Sappho's Baby came back to do another short set, and when we sensed T/T would probably be next, Chris insisted we work our way up as close to the stage as we could possibly get. He led the way in jostling us through the crowd. Jonathan had hooked his hand through the back of my belt so we wouldn't get separated, and I noticed that Bob still had Mario firmly by the hand.

Since leaving the city, T/T had been a headliner for New Orleans' largest drag show and then, from what I'd heard through the grapevine, had gone on the club circuit around the country. He'd worked just about every drag club in the city before he left, and had developed an avid following. So when the MC said: “And now, ladies and gentlemen, dykes and dicks, let's give a big welcome to the one and only Tondelaya O'Tool!” the crowd went wild.

Chris let out a piercing whistle, which was fairly well drowned out by the enthusiastic ovation. Rather than stepping out from behind the curtain, T/T made his way from a door to the left of the stage along the floor in front of it to the other side. I imagined people farther back probably couldn't see too well, but it was classic T/T—Pearl Bailey at her best, greeting her fans. When he reached the other side of the stage, he climbed a set of steps I'd not noticed, and, in total control of the room sauntered to the center of the stage, reached behind the curtain for a microphone, and went immediately into “You Gotta See Momma Every Night,” followed by “Bill Bailey, Won't You Please Come Home.”

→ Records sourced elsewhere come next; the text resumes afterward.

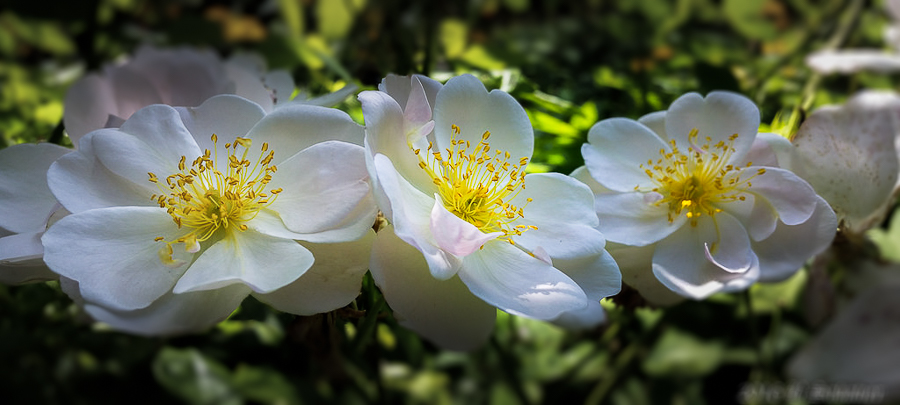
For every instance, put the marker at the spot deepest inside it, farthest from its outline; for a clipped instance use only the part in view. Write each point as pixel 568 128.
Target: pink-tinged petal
pixel 656 121
pixel 718 116
pixel 636 265
pixel 618 152
pixel 385 134
pixel 24 195
pixel 793 198
pixel 325 188
pixel 453 235
pixel 227 116
pixel 853 60
pixel 261 262
pixel 680 263
pixel 510 279
pixel 848 155
pixel 789 246
pixel 332 282
pixel 112 254
pixel 443 311
pixel 88 104
pixel 81 182
pixel 859 346
pixel 174 314
pixel 628 218
pixel 562 209
pixel 465 102
pixel 411 217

No question about it, T/T was a great entertainer. He used his own voice, and he played the audience like a violin. Then, spotting our group, he blew us a big kiss and went into one of his lesser-known truly down-and-dirty shoulder-shaking numbers he used to make a point of singing directly to Chris and me: “The Butcher's Son” (
“I'm not the butcher, I'm the butcher's son/ but I'll give you meat until the butcher comes!”
) He did it again, which as usual both pleased and embarrassed the shit out of me. Jonathan just looked at me with an expression that made it clear he had no idea of what was going on.

When his set was over, the crowd wouldn't let him go until he did his trademark “A Good Man is Hard to Find,” for which he let out all the stops and practically raised the roof off the place. Even the lesbians loved it.

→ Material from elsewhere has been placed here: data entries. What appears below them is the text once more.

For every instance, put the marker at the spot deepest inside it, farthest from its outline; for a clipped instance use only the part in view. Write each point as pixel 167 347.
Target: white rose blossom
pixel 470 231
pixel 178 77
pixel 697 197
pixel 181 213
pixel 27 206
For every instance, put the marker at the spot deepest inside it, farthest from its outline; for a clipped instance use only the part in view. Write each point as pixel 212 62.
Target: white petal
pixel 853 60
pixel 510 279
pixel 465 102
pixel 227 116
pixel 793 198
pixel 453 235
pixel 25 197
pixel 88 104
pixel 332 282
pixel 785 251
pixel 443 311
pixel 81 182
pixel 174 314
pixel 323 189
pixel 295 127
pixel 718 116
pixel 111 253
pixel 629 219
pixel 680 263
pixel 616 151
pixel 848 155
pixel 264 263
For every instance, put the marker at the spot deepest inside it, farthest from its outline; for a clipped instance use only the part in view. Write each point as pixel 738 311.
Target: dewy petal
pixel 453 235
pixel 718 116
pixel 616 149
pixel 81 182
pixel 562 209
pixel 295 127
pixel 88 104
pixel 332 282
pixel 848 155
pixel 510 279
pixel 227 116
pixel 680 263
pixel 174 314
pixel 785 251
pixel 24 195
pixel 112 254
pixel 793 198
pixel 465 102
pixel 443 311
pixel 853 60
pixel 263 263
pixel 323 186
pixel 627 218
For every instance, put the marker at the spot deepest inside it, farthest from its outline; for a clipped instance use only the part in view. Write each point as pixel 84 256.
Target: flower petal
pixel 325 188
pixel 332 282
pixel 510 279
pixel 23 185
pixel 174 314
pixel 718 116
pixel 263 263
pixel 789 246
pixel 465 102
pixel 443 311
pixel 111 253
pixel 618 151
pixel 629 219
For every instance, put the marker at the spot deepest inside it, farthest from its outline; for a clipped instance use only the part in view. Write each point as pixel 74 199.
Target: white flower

When T/T finally left the stage—through the curtains, this time—and the MC was able to make herself heard, she announced the sentimental favorite and “star” of the show, Daisy Chane, a home-town boy who'd became a legend on the nation's drag queen circuit in the days when just being a drag queen took a hell of a lot of guts. If the stand-up comedian represented the community today and where it was headed, Daisy Chane represented the kind of in-your-face courage it took to get us where we are.

He'd retired several years before to a farm outside of the city with his partner of over forty years, but had been persuaded to come out of retirement for the opening. Chris and I had bought one of his albums when we were together. I think I must still have it somewhere.

But though Daisy had to be pushing seventy-five, he still had it: he was more Bette Davis than Bette herself, and could out-Marlene Marlene Dietrich. He got a wild, five minute ovation at the end of his act, which was not only richly deserved but a sincere tribute to his career. I'd have said it was a standing ovation, but since nobody was sitting down anyway….

The performers were called back out for their curtain calls, Sappho's Baby did a third brief set, the curtains closed, and the spotlight swung back to the end-loader, where the DJ cranked up both his turntables and the volume, and the place transformed immediately from show bar to dance bar.

I managed to convey, via shouts and signals, that T/T wanted to join us for a drink, and we moved closer to the door through which he had emerged at the start of his number. I figured that would be the most logical place for him to come out, and there was no way he would otherwise have been able to find us in that crowd.

Jonathan, Chris, Max, and Mario went back out onto the dance floor. They stayed fairly close to the edge of the crowd this time, and I was able to watch Jonathan dance. He was fantastic! I could never move like that in a million years. He danced like he didn't have a bone in his body. Every move just flowed effortlessly and he was so incredibly sexy I could hardly stand it.